By bringing B6A in-house, Excel can look to a single source for direction. The acquisition also gives the agency a unique approach and proprietary methodology to offer prospective brand clients. As Grossman explained, generally speaking, agencies are looking for “infrastructure, a point of view and to be differentiated in how they look at and evaluate partnerships and partnership assets.” It is hard to stand out when you are using the same or similar providers as everyone else.

Brand clients are asking about value creation more frequently because of the rising cost of sports partnerships and sponsorships. These assets have become some of the most visible—and thus, expensive—properties within marketing portfolios. “One of the things we’ve increasingly heard over the last two or three years is, ‘We have to present this [deal] to our finance team.’ We need an approach that speaks their language and also shows specifically how and why we’re getting a positive or negative ROI,” Grossman said.

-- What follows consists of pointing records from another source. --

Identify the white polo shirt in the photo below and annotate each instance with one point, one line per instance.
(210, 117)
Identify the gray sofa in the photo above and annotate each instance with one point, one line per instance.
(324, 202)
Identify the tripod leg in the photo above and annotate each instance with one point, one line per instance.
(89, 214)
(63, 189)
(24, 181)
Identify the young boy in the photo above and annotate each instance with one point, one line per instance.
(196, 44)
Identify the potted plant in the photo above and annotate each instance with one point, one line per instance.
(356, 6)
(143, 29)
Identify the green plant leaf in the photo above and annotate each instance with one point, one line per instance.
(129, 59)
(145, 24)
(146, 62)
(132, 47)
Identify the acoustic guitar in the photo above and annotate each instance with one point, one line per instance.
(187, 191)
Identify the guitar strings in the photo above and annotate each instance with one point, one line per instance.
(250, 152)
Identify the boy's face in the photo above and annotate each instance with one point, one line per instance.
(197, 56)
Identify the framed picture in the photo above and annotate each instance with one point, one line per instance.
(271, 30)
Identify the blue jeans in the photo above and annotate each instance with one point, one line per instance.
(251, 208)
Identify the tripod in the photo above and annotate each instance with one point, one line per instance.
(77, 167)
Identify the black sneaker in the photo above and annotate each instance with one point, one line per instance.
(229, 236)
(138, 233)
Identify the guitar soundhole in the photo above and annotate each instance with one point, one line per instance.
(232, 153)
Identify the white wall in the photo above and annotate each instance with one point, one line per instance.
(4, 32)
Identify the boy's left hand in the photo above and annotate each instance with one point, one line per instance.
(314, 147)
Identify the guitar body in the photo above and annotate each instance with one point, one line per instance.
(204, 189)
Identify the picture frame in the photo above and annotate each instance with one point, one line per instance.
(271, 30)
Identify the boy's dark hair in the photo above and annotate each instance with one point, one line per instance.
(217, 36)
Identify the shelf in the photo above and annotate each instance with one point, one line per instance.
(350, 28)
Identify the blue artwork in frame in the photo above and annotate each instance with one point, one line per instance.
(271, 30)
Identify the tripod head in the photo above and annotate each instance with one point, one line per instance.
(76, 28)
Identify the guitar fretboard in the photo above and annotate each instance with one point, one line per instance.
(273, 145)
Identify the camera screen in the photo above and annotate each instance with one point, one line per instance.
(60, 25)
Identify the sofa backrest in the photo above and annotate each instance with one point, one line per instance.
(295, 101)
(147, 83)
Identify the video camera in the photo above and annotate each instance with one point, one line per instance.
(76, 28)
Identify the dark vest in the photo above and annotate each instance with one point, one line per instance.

Collins echoed: “No decision-maker is looking to make a decision that is not backed by some level of data and insights. And increasingly, they are looking to their agencies to provide that.”

The influx of data-savvy executives into C-suite positions in recent years would also seem to be a contributing factor. As would COVID-19. “The decisions being made around make-goods, sponsorship value and what happens when things aren’t activated” accelerated the need for data-backed insights, Grossman said, adding that brands “really needed to understand the value of the assets.”

While brand clients are after data-driven insights, Excel believes those same understandings can turbocharge their brand marketing and property representation businesses. On the brand marketing side, “the insights and data that we can gather from Block Six [will allow] us to holistically measure the performance of [client] portfolios and those assets,” Collins said. “And on the property side, it can inform the ways in which we go about targeting new prospects. A lot of the machine learning tools that we [gain] with Block Six can make us more targeted in our prospecting for companies for major assets” (think: naming rights opportunities).

To be clear, many major agencies have some amount of in-house data, analytics, measurement, research and insights expertise. Where Excel believes B6A will provide a leg up is in its ability to leverage emerging technology (like machine learning) and proprietary analytics to provide unique data sets across multiple channels and activation types.

With agencies leaning into data science, measurement and insight generation, B6A is unlikely to be the last data and/or analytics firm picked off. Navigate, MVP, Hookit, Blinkfire Analytics and GumGum are among similarly sized competitors that could be takeover targets. Granted, some have raised money at significant valuations, which could make an acquisition more difficult for an agency to pull off.